CALGARY — Alberta Premier Rachel Notley says the “little do-si-do” taking place between Alberta’s two right-of-centre parties hasn’t changed how the NDP plans to tackle the next election.
She says her party’s strategy won’t change if longtime Alberta MP Jason Kenney succeeds in making willing dance partners of the Progressive Conservative and Wildrose parties.
“My focus as the premier of the province is to move forward on governing on the basis of the values that I presented to Albertans in the last election, which they endorsed,” she said Monday.
“In the next election — regardless of how many different parties have popped up or disappeared or come together or done the little do-si-do with each other — it won’t matter because we’ll run on our record, the same record that Albertans chose in the last election.”
Notley made her remarks after flipping and serving up pancakes at the annual premier’s Stampede Breakfast in downtown Calgary. It was her second year holding the event, which drew a crowd despite heavy rain.
Notley said the goal leading up to the 2019 provincial vote will be winning over Albertans who share the values the NDP stands for.
Alberta’s PCs were ousted last year by the New Democrats after more than four decades in power, and proponents of the unite-the-right movement say vote-splitting was to blame.
Last week, Kenney announced his plan to leave federal politics, seek the vacant Progressive Conservative leadership in Alberta and, if he succeeds, facilitate a merger with the rival Wildrose Party.

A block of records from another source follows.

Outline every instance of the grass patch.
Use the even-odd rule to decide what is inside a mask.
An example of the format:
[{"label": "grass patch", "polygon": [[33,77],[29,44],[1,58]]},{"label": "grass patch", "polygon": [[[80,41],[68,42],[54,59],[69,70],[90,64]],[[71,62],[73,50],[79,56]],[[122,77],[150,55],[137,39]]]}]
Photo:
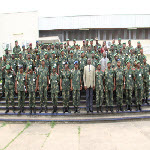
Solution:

The high-profile former cabinet minister has argued it’s necessary to bring the Wildrose and Tories together if right-leaning voters in Alberta want to topple Notley’s “accidental NDP government” in the next election.
Former prime minister Stephen Harper and interim Conservative leader Rona Ambrose support the plan.
Notley said Monday that Alberta is a “young, modern, diverse” province and voters “like to have their choices respected.”
“I believe .. that politicians who leave Alberta and then come back a decade and a half later run the risk of making some unfortunate assumptions about what Alberta is like and what Albertans care about.”